Der Einsatz der Awacs-Maschinen stand auf einer sechs Punkte umfassenden Wunschliste, die die USA im Januar 2003 im Nato-Hauptquartier vorlegte.3 Doch eine Bedrohung der Türkei durch irakische Luftangriffe war bereits im Golfkrieg 1991 – als der Einsatz von Awacs-Flugzeugen erstmals damit begründet wurde – eher unwahrscheinlich. Diesmal konnte sie als ausgeschlossen gelten, und es kam auch nicht zu Luftangriffen gegen die Türkei. Zum einen verfügte der Irak über keine Luftwaffe, mit der er die Türkei hätte angreifen können, zum anderen überwachen US-amerikanische und britische Kampfflugzeuge die Flugverbotszonen im Norden und Süden des Iraks sowie seit 2002 auch um Bagdad. Im Zweifelsfall hätten sie jegliche irakische Flugbewegung durch Abschuss beendet.
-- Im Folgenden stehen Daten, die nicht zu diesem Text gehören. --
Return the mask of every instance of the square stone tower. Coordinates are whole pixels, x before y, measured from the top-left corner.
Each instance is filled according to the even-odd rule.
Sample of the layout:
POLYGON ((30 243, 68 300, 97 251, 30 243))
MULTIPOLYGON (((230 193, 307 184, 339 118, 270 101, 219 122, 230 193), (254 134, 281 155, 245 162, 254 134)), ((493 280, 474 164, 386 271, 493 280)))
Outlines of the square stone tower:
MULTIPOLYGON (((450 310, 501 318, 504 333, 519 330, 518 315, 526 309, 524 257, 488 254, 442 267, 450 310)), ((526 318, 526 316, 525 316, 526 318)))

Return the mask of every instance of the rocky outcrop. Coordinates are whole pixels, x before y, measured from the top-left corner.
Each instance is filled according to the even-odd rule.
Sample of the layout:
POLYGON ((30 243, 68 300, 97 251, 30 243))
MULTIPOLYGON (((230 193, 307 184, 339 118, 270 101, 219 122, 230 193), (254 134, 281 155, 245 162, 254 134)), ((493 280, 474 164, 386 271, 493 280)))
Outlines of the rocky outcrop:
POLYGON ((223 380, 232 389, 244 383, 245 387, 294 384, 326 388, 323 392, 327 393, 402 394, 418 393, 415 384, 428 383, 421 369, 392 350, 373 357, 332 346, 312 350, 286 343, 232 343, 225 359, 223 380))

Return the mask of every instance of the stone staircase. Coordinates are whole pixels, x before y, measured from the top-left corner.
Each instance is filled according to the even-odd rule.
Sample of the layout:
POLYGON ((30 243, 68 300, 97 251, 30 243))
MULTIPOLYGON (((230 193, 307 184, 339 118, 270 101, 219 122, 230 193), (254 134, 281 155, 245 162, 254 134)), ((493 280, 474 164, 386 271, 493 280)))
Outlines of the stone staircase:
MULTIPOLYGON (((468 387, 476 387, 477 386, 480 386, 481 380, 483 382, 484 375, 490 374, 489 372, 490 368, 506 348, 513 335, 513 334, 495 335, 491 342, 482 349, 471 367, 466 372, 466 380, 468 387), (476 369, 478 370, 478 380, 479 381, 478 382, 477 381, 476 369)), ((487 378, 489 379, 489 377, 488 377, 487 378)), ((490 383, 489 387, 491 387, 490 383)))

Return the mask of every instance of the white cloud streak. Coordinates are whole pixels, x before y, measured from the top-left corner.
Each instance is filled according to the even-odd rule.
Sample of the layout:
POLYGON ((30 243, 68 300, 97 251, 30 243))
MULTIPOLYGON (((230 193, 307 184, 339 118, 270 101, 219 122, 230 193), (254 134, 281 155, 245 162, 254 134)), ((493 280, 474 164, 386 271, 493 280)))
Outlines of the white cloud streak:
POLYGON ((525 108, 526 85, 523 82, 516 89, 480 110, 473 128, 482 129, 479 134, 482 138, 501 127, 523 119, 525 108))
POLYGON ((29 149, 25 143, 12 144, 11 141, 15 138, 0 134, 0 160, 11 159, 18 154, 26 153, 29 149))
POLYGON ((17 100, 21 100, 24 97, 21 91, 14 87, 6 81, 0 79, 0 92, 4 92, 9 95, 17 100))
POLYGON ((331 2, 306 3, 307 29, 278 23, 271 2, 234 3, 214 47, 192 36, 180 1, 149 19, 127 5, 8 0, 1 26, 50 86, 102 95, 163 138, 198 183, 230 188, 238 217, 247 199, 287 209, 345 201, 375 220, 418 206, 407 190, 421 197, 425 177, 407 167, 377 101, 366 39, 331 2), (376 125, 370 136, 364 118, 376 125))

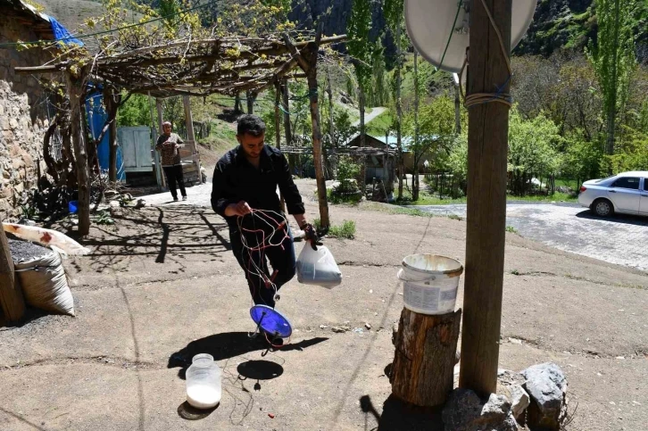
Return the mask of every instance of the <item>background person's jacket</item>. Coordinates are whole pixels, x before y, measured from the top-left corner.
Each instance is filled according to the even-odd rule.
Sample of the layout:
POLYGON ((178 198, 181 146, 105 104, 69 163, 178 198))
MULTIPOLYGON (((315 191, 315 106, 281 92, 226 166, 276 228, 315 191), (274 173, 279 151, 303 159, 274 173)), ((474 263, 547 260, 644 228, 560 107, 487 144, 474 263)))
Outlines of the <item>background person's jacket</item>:
POLYGON ((162 155, 162 166, 176 166, 182 164, 180 159, 180 148, 184 145, 184 142, 180 137, 175 133, 169 136, 160 135, 157 138, 155 149, 162 155))

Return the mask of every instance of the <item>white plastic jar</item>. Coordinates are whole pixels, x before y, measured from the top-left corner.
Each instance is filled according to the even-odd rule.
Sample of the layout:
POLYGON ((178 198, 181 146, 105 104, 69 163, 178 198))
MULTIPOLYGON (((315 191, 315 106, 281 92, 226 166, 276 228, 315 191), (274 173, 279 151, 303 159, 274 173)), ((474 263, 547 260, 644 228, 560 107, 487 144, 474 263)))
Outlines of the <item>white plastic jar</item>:
POLYGON ((211 409, 220 402, 222 371, 213 356, 194 356, 187 369, 187 402, 196 409, 211 409))

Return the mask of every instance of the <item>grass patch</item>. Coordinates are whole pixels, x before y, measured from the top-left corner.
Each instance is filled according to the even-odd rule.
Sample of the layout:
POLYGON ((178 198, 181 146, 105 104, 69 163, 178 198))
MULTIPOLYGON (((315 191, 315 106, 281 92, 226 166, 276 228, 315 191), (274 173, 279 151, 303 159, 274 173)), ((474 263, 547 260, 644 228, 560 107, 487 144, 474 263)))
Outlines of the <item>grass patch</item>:
POLYGON ((556 192, 553 195, 548 196, 541 195, 535 196, 513 196, 512 195, 507 195, 507 200, 509 201, 527 201, 527 202, 577 202, 578 197, 573 196, 567 193, 556 192))
MULTIPOLYGON (((315 191, 317 195, 317 191, 315 191)), ((339 195, 335 193, 332 189, 327 190, 327 200, 328 203, 348 203, 352 205, 357 205, 360 200, 362 198, 361 194, 356 195, 339 195)))
POLYGON ((373 136, 384 137, 385 132, 390 128, 393 122, 394 119, 389 110, 386 110, 367 123, 367 133, 373 136))
MULTIPOLYGON (((312 222, 316 230, 321 229, 321 220, 315 219, 312 222)), ((344 220, 341 225, 334 225, 328 228, 328 236, 343 239, 355 238, 355 221, 344 220)))
POLYGON ((344 239, 355 238, 355 221, 344 220, 341 225, 331 226, 328 236, 344 239))
POLYGON ((416 208, 403 208, 397 205, 389 205, 376 202, 368 202, 362 204, 361 208, 378 212, 385 212, 386 214, 403 214, 416 217, 427 217, 428 219, 434 217, 434 214, 431 212, 426 212, 424 211, 417 210, 416 208))

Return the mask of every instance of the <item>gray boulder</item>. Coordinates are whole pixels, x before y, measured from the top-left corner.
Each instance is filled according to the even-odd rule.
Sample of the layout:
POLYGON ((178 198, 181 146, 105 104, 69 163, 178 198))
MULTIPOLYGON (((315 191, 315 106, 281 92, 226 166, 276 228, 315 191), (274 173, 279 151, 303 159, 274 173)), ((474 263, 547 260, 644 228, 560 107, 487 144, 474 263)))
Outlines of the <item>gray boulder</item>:
POLYGON ((567 378, 552 363, 534 365, 520 373, 524 389, 531 397, 527 420, 529 427, 558 430, 566 410, 567 378))
POLYGON ((480 399, 469 389, 455 389, 442 412, 445 431, 518 431, 511 402, 491 394, 480 399))
POLYGON ((511 385, 507 386, 509 394, 511 394, 511 409, 513 411, 513 417, 519 420, 520 416, 531 403, 528 394, 519 385, 511 385))

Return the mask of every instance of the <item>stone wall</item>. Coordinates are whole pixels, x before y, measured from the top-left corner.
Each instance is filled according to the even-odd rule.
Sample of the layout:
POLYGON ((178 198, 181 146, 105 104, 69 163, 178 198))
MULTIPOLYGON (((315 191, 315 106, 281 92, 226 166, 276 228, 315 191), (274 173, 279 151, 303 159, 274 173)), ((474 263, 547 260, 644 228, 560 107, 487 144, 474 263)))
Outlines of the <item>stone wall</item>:
MULTIPOLYGON (((0 16, 3 13, 0 6, 0 16)), ((0 19, 0 43, 36 40, 29 27, 0 19)), ((20 215, 23 192, 36 186, 37 167, 45 173, 43 137, 47 128, 45 93, 36 78, 17 75, 16 66, 38 66, 51 57, 39 48, 0 47, 0 220, 20 215)))

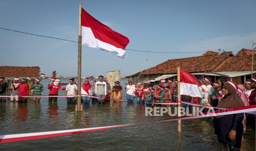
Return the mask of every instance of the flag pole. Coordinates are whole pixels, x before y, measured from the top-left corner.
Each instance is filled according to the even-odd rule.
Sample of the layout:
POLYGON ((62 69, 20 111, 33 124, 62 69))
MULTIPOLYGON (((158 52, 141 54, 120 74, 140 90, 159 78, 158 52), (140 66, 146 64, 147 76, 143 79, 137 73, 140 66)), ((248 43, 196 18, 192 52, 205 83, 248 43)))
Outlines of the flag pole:
MULTIPOLYGON (((177 68, 177 89, 178 89, 178 117, 181 117, 181 68, 177 68)), ((178 134, 179 136, 181 133, 181 120, 178 120, 178 134)))
POLYGON ((81 22, 82 3, 79 3, 79 27, 78 31, 78 92, 77 104, 75 111, 83 111, 83 106, 81 106, 81 22))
Tatsächlich ließ sich der Awacs-Einsatz nicht einmal theoretisch auf die „Sicherung des türkischen Luftraums“ reduzieren. Diese Flugzeuge erfassten über dem irakischen Gebiet mögliche Luftziele, deren Position an das türkische Luftwaffenoberkommando und an die Nato weitergeleitet wurde. Damit standen sie automatisch den USA zur Verfügung. Das, und nicht die Sorge um die türkische Sicherheit, hat die USA vermutlich bewegt, den Awacs-Einsatz zu beantragen. Dass die Awacs-Flüge „mit einem Kampfein- satz gleichzusetzen“ sind, brachte der verteidigungspolitische Sprecher der CDU, Christian Schmidt, schon im Dezember 2002 auf den Punkt und warf Schröder mit Recht Irreführung der Öffentlichkeit vor.4 Auch CDU-Außenpolitiker Friedbert Pflüger und CDU-Generalsekretär Laurenz Meyer verlangten einen Bundestagsbeschluss für den Awacs-Einsatz, den sie im übrigen befürworteten. SPD und Grüne hingegen fürchteten, bei einer Abstimmung im Bundestag keine eigene Mehrheit zu finden, und versuchten, den Eindruck zu erwecken, dass es sich nicht um Kampfeinsätze handelt. Volker Beck (Grüne) bezeichnete die Tatsachenbehauptungen der CDU als „durchsichtigen Versuch der Union, der Koalition eine Kriegsbeteiligung unterzuschieben“.5 Aber genau um eine solche handelte es sich, und das ist das Problem: Beteiligt sich die Bundesrepublik an einem Krieg, so muss untersucht werden, ob er dem Völkerrecht entspricht. Tut er dies nicht – und das ist die überwiegende Meinung von Völkerrechtlern – dann ist der Krieg auch grundgesetzwidrig. Die Bundesrepublik dürfte sich also nicht daran beteiligen, was den großen Bruder USA noch ein wenig mehr verärgert hätte als das Auftreten von Schröder und Fischer im UN-Sicherheitsrat. Ein Eilantrag der FDP-Fraktion an das Bundesverfassungsgericht, mit dem eine Entscheidung im Bundestag per einstweiliger Verfügung erzwungen werden sollte, wurde durch das Verfassungsgericht abgelehnt. Im Urteil heißt es: „Die ungeschmälerte außenpolitische Handlungsfähigkeit der Bundesregierung in dem ihr durch die Verfassung zugewiesenen Kompetenzbereich hat auch im gesamtstaatlichen Interesse an der außen- und sicherheitspolitischen Verlässlichkeit Deutschlands bei der Abwägung ein besonderes Gewicht.“6 Im Klartext: Wenn es um Krieg und Frieden geht, werden die Rechte der Bundesregierung zu Ungunsten des Parlaments verschoben, und der „Kompetenzbereich“ der Bundesregierung wird mit Duldung des Verfassungsgerichts willkürlich erweitert.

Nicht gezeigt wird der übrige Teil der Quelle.